Holland froze, raised his hands placatingly. “Okay,” he said.
“You know why. Do not be playing the fool with me. You have had the dreams. I looked into it, Holland. I saw what it is.”
“What is it, Leonid? Please tell me, because I’m as confused and afraid as you are.”
Holland saw Stulynow shake his head behind his visor. He was haggard. “Look into it, and it looks back into you, and it makes you see, too. I saw...” He paused, his throat clicked. “I saw them.”
“Who, Stulynow, who? Talk to me.”
“My brother, my nieces. Shot in their home and burned away, like they were nothing. The Chinese say they are bringing redevelopment to Siberia, but I know they want it. There will be a war soon. Siberia will be theirs and the Russians and Buryats and everyone else will be swept aside by a tide of Han, just like Tibet, just like Taiwan, aliens in our own country. They...” Stulynow spoke through his teeth, fury clamped behind them. He swallowed, his voice cracked. “I was in between jobs when it happened, at home for once. We were so sure it was the Han. A lot of them are adventurers, pioneers, like here, and like here some criminal people among them. Me and the men from my village, we went to the nearby mining station. We did some bad things, terrible things.”
“Everyone makes mistakes,” said Holland.
“This was not mistakes. We were wicked men, Holland. I said to you, that we all have two reasons for coming here, a stated reason, and a secret reason. This is my secret reason.
“The thing, the machine in the rock. It showed me. It showed me what I did, and then it showed me that those men had nothing to do with it, it was not them who killed my brother. It showed me,
it showed me what things might have been...” He laughed, a dangerous, dry chuckle low in his throat. “Last night, I dreamed of another Mars, a world of red sands and green forest, and a hot, golden sun in a blue sky.” His hand moved upward, thumb poised over the detonator button. “What did you dream of, Dr Holland?”
“Stulynow...”
“This thing, it is not safe. We should not tamper with it.” The Russian craned his neck, moved around a little to take in the cavern, Deep Two, and the airlock leading into the caves. He looked back at Holland. “You better run,” he said. “I am good man. I will give you a countdown.”
“Stulynow!”
“Five...”
Holland gaped, and turned on his heels and ran as fast as he could. He passed the open top; by the time he turned it round, he’d have been dead. Stulynow continued.
“Four...
“Three...”
Holland blundered up the lava tube, arms windmilling as he overbalanced, in danger of losing control of his legs in the low gravity. The suit interfered with his stride, and he bounced off the wall.
“Two...”
Just how far would be far enough? How much explosive had he set up down there? Equations on blast front expansion in low-pressure environments tripped madly through his mind.

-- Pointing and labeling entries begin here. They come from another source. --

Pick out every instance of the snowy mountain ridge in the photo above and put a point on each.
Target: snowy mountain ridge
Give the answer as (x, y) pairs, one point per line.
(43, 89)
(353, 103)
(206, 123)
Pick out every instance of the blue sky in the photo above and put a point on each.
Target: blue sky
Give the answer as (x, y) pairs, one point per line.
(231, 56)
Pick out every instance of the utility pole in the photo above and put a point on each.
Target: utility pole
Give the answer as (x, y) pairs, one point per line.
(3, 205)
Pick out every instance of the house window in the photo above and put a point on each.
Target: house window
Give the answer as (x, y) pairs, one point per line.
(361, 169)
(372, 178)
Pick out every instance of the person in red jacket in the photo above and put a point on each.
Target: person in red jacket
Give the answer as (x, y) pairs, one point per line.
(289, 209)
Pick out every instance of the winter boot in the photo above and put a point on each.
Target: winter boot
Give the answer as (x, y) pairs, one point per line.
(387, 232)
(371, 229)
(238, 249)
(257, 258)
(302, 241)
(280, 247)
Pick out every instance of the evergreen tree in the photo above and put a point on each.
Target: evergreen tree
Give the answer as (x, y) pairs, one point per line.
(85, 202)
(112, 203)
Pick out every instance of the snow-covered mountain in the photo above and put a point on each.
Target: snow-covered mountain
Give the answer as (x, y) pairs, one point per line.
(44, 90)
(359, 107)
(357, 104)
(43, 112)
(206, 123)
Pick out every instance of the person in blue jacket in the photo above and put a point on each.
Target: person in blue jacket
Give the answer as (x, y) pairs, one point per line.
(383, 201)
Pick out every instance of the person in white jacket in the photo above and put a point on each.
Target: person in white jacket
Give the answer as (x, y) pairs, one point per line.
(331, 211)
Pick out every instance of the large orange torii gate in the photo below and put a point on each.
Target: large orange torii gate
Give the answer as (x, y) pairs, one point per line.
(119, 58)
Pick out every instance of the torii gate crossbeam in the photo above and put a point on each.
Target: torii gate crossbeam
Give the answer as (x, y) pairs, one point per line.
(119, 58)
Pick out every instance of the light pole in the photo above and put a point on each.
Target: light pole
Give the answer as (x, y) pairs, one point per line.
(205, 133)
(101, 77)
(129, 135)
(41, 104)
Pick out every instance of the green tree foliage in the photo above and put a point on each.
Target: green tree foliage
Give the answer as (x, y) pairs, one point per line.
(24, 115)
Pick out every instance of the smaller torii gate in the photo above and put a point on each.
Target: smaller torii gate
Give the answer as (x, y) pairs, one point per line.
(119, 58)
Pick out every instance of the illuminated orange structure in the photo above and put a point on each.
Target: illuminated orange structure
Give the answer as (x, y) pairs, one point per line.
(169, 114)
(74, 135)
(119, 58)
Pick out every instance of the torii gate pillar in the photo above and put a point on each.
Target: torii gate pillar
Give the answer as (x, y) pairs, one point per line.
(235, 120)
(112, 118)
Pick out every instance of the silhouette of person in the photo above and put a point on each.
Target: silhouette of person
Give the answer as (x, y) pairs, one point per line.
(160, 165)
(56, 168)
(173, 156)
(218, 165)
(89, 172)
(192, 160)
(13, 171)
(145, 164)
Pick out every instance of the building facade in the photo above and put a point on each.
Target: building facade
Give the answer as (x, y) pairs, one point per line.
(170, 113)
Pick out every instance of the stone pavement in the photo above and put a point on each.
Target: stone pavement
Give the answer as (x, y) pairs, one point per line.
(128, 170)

How far would be enough? his mind screamed.
In this confined space, the explosion would shoot up the tube. He would be blasted up it like a bullet from a gun. His organs would rupture, or his suit would; the result would be the same.
All the while his legs pumped and he reeled.
“One...”
Time slowed as his brain went into overdrive, noting every single detail of his surroundings and being. The texture of the walls, the chafing of the suit at the top of his legs, the rough sound his breath made in the bowl of the helmet, the distant crunch of fine debris on the floor. That damn mem-mail in his head asking for him to sign the soulcap permission.
There was a hushed boom, and then he was tumbling head over heels, lifted up in a storm of rock shards. The open top blasted past him, crashing to pieces as it ricocheted off the tube walls. Metal clanged. There were impacts against his suit, a sharp pain in his leg. Gas hissed from a hole. Alarms warbled in his helmet, the visor crowded with red. He tumbled down, banging his helmet. A crack appeared in the glass.